2. The image encoding device according to claim 1, wherein the first decoded image buffer and the second decoded image buffer are used as a common decoded image buffer.

The image encoding method according to claim 2, wherein the first decoded image buffer and the second decoded image buffer are used as a common decoded image buffer.

The image encoding program according to claim 3, wherein the first decoded image buffer and the second decoded image buffer are used as a common decoded image buffer.

The image encoding apparatus according to claim 1, wherein the plurality of encoding modes include an encoding mode for performing motion compensation prediction in units of the pixel blocks.

3. The image encoding method according to claim 2, wherein the plurality of encoding modes include an encoding mode for performing motion compensation prediction on a pixel block basis.

4. The image encoding program according to claim 3, wherein the plurality of encoding modes include an encoding mode for performing motion compensation prediction for each pixel block.

The image encoding apparatus according to claim 1, wherein the plurality of encoding modes include an encoding mode for performing parallax compensation prediction in units of pixel blocks.

3. The image encoding method according to claim 2, wherein the plurality of encoding modes include an encoding mode for performing parallax compensation prediction in units of pixel blocks.

4. The image encoding program according to claim 3, wherein the plurality of encoding modes include an encoding mode for performing parallax compensation prediction in units of the pixel blocks.

2. The image encoding apparatus according to claim 1, wherein each of the plurality of encoding modes has a plurality of sizes as the size of the pixel block to be encoded.
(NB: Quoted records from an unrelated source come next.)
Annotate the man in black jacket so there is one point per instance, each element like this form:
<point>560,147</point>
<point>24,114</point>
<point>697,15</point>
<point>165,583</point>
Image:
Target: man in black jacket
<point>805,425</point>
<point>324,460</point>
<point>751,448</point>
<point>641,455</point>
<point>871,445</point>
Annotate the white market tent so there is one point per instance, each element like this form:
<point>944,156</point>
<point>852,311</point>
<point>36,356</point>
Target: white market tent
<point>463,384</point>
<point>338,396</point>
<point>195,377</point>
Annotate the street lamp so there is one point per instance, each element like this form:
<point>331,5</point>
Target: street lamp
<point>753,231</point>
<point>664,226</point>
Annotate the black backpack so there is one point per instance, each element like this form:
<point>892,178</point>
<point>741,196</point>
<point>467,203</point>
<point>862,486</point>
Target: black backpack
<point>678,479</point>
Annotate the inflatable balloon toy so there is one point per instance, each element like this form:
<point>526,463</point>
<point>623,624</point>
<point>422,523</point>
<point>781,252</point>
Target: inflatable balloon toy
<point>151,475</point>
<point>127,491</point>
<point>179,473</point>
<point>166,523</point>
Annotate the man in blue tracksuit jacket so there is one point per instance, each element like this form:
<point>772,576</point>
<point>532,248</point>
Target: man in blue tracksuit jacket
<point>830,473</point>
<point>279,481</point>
3. The image encoding method according to claim 2, wherein each of the plurality of encoding modes has a plurality of sizes as the size of the pixel block to be encoded.
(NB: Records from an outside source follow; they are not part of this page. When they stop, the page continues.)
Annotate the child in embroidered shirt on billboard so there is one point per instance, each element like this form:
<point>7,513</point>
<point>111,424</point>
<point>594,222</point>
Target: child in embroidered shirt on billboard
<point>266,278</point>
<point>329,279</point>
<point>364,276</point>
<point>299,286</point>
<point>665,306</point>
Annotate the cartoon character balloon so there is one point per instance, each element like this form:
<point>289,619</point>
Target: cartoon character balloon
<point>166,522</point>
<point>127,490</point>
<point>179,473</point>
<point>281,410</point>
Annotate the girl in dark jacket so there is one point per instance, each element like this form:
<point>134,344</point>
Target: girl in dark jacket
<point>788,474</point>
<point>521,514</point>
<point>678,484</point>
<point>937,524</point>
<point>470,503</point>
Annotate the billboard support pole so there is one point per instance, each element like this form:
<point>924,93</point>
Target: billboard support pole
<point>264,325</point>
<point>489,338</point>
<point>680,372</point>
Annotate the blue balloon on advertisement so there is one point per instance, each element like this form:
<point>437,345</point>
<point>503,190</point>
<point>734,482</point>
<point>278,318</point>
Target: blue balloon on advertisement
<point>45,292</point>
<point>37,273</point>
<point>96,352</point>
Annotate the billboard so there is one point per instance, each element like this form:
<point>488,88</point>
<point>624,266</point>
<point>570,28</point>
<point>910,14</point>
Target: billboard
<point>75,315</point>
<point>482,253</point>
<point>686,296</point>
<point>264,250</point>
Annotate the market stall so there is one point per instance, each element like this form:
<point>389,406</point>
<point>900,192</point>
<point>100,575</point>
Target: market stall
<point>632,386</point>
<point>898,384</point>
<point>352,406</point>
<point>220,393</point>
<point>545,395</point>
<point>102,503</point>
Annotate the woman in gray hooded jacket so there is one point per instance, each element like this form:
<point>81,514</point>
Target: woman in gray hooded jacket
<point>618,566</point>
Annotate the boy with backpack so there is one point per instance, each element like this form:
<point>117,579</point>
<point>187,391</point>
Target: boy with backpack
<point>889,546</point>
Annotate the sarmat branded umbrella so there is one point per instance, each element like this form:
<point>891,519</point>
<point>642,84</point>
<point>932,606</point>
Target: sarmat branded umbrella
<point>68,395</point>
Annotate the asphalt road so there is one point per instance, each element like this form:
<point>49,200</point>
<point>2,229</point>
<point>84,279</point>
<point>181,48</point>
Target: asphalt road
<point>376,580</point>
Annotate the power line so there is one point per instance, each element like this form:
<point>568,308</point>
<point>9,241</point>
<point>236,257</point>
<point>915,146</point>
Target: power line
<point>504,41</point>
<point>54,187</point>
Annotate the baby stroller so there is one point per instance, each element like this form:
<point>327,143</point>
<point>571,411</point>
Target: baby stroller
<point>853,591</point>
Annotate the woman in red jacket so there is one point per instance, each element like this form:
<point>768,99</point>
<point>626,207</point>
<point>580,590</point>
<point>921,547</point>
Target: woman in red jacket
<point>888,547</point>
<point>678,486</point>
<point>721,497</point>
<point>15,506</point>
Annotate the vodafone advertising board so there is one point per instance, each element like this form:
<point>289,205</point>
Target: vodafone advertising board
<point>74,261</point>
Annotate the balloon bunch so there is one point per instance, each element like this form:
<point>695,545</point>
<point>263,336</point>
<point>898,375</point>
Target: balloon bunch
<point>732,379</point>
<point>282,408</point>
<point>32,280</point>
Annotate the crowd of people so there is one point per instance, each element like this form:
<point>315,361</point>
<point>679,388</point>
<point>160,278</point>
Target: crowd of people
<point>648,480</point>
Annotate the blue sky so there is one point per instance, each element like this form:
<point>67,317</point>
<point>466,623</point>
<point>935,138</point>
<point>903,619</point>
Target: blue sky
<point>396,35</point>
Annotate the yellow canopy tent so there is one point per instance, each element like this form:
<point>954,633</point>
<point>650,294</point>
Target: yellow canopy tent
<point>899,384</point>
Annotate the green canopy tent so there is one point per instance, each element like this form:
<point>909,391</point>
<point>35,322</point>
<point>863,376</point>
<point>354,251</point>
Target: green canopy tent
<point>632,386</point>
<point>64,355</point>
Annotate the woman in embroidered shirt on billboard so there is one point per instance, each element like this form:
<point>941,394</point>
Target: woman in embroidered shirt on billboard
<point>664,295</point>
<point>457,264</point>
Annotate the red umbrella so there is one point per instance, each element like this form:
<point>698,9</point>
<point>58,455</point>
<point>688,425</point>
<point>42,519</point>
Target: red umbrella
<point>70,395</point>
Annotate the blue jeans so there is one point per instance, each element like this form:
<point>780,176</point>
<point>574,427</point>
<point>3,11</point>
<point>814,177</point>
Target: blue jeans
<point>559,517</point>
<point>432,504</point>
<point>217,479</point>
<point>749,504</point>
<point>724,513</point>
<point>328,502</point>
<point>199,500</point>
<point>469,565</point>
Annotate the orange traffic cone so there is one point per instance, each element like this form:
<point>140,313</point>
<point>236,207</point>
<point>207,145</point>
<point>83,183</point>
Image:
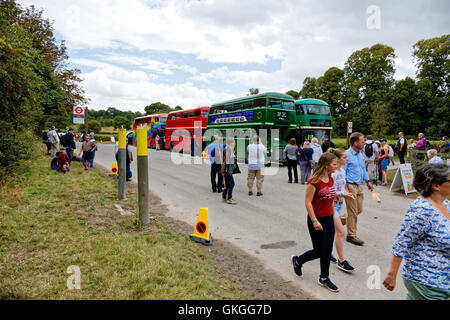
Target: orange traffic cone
<point>201,231</point>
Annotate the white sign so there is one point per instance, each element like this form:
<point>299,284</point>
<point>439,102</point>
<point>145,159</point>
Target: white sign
<point>404,177</point>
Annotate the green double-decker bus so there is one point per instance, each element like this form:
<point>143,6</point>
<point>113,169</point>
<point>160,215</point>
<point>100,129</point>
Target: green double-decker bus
<point>263,113</point>
<point>313,118</point>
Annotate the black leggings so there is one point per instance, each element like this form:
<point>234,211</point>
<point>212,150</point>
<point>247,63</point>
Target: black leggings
<point>292,165</point>
<point>322,245</point>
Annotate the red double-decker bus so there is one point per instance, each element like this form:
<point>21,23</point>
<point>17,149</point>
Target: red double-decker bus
<point>180,128</point>
<point>155,125</point>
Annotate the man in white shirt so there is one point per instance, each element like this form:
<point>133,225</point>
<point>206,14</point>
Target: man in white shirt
<point>256,160</point>
<point>53,139</point>
<point>370,152</point>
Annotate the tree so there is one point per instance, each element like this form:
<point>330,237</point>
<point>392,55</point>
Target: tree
<point>380,119</point>
<point>94,126</point>
<point>433,63</point>
<point>157,107</point>
<point>309,89</point>
<point>369,73</point>
<point>121,121</point>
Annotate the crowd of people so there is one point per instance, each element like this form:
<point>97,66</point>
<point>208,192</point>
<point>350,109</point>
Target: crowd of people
<point>335,178</point>
<point>62,149</point>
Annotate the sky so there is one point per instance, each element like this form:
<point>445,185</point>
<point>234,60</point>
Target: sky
<point>199,52</point>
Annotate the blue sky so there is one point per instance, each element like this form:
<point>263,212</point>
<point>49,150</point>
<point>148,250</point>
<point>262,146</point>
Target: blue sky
<point>196,53</point>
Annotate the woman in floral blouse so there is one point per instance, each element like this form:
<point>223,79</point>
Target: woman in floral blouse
<point>424,239</point>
4. The image encoding program according to claim 3, wherein each of the plurality of encoding modes has a plurality of sizes as the size of the pixel block to be encoded.

The image encoding apparatus according to claim 1, wherein the plurality of encoding modes include an encoding mode for performing a weighted average process of viewpoint interpolation and motion compensated prediction.
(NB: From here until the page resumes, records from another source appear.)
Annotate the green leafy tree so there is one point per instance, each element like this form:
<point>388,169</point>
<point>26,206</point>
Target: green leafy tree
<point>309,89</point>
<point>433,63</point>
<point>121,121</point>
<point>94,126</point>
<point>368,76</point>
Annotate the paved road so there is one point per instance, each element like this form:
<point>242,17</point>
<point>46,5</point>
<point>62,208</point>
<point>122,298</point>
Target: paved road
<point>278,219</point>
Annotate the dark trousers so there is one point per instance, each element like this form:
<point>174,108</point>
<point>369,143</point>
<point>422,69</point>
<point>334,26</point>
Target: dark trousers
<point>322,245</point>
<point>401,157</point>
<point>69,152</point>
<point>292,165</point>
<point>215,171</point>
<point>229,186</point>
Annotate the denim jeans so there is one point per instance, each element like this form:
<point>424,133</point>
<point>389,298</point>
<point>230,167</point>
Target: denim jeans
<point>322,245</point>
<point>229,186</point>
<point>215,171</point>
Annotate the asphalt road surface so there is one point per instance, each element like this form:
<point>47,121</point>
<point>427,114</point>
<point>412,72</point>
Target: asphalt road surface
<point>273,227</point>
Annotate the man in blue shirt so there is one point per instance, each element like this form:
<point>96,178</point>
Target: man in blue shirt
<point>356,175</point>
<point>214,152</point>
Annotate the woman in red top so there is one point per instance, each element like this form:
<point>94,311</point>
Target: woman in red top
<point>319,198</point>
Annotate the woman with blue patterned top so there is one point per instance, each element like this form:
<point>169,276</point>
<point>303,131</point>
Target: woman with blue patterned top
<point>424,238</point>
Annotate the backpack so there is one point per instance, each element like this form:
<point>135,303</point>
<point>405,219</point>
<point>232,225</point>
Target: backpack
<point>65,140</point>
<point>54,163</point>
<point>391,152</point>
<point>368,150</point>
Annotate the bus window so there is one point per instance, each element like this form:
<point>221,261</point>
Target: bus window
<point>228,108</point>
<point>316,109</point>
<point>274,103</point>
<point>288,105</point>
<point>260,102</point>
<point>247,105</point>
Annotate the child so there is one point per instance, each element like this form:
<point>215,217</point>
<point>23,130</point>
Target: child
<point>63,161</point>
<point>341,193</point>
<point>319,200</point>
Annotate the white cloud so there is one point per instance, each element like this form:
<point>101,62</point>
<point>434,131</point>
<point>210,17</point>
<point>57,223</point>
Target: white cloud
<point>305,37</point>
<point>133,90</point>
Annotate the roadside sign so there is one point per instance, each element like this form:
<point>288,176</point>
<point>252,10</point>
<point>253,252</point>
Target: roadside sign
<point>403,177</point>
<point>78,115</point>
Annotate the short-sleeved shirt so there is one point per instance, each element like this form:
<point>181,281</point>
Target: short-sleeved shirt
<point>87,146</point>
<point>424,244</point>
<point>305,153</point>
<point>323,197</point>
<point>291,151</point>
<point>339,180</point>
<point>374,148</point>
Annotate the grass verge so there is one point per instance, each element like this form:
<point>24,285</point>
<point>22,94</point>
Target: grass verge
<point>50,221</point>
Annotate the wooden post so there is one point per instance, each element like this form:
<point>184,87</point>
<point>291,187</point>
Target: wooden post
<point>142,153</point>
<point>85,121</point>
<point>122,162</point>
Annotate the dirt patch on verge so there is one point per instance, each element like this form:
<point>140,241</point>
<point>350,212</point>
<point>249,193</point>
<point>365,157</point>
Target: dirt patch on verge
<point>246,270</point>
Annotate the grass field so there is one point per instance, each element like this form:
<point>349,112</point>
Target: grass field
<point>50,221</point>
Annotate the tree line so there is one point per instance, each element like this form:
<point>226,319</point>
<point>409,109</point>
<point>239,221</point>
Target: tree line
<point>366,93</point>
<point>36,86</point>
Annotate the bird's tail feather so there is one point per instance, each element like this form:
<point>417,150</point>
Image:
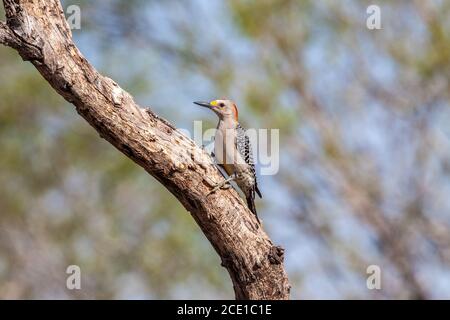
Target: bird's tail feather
<point>251,206</point>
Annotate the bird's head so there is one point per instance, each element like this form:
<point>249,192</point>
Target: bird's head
<point>223,108</point>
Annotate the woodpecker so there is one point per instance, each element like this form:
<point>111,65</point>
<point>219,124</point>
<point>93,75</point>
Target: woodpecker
<point>233,151</point>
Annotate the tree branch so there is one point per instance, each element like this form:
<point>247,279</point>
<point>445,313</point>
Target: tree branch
<point>39,32</point>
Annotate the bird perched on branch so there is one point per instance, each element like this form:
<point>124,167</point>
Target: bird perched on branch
<point>233,151</point>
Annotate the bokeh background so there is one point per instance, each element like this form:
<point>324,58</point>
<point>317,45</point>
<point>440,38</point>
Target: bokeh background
<point>364,125</point>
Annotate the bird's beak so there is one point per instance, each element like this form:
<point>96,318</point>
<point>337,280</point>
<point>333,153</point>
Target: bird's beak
<point>204,104</point>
3. The image encoding method according to claim 2, wherein the plurality of encoding modes include an encoding mode for performing weighted average processing of viewpoint interpolation and motion compensation prediction.

4. The image encoding program according to claim 3, wherein the plurality of encoding modes include an encoding mode for performing a weighted average process of viewpoint interpolation and motion compensated prediction.

The image encoding apparatus according to claim 1, wherein the plurality of encoding modes include an encoding mode for performing a weighted average process of viewpoint interpolation and parallax compensation prediction.

3. The image encoding method according to claim 2, wherein the plurality of encoding modes include an encoding mode for performing weighted average processing of viewpoint interpolation and parallax compensation prediction.

4. The image encoding program according to claim 3, wherein the plurality of encoding modes include an encoding mode for performing weighted average processing of viewpoint interpolation and parallax compensation prediction.